But they were the blood and the bones of the place. . They're the names in the obits column that tick by. There must be somewhere in the karmic order some accumulation of these peoples' spirit. We must somehow still learn from them.

I wonder if the slag heaps couldn't tell us something? The flamed-out cinders of the steel business, now the well-drained foundations of many a housing plan or mall. I've always imagined the stuff had some greater significance. It looks like type when you pick it up. My fantasy is that if you could sort through all the piles, read which letter was which and arrange them as they were once set down, you'd get the unprinted, unfiled stories of all the people who toiled here and passed on.
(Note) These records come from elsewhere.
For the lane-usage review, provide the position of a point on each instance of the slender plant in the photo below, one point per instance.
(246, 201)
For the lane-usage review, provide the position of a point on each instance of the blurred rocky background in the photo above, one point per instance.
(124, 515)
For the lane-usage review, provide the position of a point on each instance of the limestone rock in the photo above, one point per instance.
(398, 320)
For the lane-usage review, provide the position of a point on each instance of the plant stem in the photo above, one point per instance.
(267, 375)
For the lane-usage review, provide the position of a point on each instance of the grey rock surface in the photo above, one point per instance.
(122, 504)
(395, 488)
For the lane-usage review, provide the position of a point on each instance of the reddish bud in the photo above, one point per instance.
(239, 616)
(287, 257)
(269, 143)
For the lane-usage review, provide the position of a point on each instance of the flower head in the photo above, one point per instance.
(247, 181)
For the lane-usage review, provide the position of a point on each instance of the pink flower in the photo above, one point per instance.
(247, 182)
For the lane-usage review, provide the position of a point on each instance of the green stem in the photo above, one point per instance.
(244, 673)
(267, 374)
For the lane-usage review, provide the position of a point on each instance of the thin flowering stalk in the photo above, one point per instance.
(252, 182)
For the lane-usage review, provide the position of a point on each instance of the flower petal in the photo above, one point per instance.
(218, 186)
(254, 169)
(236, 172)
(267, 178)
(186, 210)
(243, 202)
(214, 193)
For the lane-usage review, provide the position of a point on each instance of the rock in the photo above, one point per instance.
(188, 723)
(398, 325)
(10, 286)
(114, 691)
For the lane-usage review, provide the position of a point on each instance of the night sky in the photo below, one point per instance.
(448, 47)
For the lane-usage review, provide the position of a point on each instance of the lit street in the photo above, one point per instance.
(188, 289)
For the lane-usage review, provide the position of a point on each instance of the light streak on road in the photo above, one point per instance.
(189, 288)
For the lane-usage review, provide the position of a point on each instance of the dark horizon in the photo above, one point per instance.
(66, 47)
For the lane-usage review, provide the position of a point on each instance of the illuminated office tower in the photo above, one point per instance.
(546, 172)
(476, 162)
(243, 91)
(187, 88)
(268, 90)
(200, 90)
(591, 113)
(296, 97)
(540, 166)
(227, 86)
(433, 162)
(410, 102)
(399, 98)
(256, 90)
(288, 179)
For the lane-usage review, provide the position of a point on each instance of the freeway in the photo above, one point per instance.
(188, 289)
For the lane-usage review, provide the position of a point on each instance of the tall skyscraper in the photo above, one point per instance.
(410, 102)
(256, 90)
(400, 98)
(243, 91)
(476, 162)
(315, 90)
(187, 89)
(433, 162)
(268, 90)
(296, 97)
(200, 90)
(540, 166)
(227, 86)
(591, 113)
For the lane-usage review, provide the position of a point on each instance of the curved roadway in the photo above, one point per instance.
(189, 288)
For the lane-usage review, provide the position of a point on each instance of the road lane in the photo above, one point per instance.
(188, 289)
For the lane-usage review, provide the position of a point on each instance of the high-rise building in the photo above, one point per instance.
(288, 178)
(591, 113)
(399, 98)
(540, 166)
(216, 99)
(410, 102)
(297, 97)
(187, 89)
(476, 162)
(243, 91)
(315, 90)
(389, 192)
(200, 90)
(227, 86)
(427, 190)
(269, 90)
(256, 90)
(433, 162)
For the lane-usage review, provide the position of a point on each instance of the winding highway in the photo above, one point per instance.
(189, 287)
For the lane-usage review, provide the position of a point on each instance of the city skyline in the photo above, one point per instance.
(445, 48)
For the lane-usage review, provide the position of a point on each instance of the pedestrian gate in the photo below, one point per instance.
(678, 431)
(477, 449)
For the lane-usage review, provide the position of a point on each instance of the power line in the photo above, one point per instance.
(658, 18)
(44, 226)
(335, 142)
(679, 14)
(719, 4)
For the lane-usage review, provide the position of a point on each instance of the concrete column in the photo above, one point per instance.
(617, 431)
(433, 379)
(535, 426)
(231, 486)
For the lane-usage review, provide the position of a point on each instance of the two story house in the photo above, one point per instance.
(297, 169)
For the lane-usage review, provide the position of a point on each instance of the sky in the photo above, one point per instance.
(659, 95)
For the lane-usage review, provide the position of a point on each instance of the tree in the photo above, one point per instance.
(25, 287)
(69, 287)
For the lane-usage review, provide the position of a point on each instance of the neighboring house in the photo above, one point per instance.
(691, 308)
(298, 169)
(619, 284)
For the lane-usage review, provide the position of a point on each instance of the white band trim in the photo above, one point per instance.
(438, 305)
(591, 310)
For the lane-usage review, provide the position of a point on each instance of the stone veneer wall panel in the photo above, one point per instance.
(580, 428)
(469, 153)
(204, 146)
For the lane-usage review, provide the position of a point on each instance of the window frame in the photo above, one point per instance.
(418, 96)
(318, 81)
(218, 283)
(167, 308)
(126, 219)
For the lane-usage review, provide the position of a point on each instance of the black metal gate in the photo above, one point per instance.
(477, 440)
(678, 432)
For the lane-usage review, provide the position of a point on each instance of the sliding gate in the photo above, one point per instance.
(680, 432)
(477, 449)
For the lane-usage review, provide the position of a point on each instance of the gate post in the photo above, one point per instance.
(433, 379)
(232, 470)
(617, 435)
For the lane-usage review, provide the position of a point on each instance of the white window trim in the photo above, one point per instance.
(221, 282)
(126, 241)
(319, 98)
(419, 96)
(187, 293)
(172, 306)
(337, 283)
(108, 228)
The record of those who through the valleys and hollows made this place a legend of work, a byword for industry and craftsmanship. You'd hear language and accents recently forgotten. Learn histories untaught in schools. See pathways light up across the region that folks have lost the faith to use.
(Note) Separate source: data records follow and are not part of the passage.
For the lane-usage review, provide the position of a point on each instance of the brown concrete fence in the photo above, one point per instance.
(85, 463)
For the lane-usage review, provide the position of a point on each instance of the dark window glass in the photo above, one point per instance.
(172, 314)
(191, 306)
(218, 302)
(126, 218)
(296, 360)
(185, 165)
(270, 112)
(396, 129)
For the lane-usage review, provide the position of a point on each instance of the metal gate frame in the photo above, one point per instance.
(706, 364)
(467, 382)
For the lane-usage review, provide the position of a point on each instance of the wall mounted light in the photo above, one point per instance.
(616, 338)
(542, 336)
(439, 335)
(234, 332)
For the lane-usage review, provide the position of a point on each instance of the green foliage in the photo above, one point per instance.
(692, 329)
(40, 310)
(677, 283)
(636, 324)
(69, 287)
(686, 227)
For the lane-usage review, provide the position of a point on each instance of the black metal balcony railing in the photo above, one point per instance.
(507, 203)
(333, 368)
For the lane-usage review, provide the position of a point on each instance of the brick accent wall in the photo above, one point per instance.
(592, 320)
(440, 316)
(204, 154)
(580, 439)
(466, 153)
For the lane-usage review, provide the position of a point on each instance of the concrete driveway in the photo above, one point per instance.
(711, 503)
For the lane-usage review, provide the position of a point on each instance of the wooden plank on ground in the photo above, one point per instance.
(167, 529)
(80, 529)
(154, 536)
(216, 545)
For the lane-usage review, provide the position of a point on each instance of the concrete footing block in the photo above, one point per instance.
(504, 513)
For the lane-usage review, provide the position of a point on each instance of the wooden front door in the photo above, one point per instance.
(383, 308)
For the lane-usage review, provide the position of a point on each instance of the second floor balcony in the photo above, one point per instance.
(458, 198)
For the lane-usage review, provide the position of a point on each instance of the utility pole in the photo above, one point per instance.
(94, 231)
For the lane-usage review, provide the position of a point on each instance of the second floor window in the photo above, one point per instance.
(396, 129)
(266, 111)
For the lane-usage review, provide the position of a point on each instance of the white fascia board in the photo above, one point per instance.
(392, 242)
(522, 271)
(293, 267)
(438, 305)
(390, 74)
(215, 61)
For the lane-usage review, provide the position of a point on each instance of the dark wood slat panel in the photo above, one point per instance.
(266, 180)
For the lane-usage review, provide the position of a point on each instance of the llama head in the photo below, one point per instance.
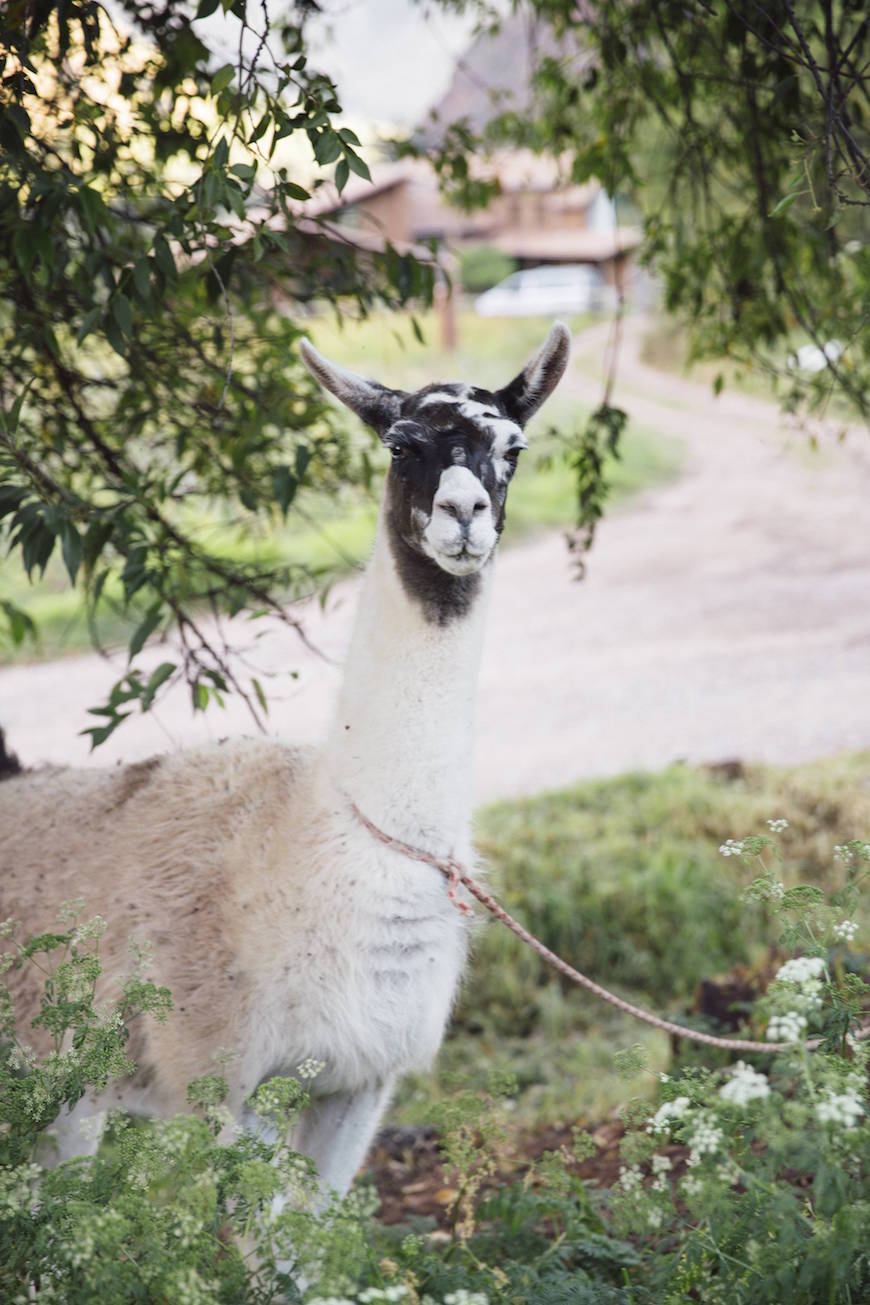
(454, 449)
And isn't that what these artist types are doing? Aren't they following old trails, committing to "dead" or "troubled" neighborhoods, scratching at the varnish in some old house to see if there isn't some trace of the people, their people, who went before, kind of like the grooves cut onto the wax of an album.

It is out there. I see these many young and not-so young artists trying to invoke the Pittsburgh that lives within them -- rather than trying to act like the Seattle without.

Lighting small fires around the city to remind us the roads are still open.


I watched "The Deer Hunter" recently, the Michael Cimino film made in the late 1970s with Robert DeNiro, Meryl Streep and a host of other giants. It's set in the Mon Valley, Clairton mostly, with some South Side highlights (and an unforgivable interior that turned out to be a bar in Cleveland, but we'll forgive them that one).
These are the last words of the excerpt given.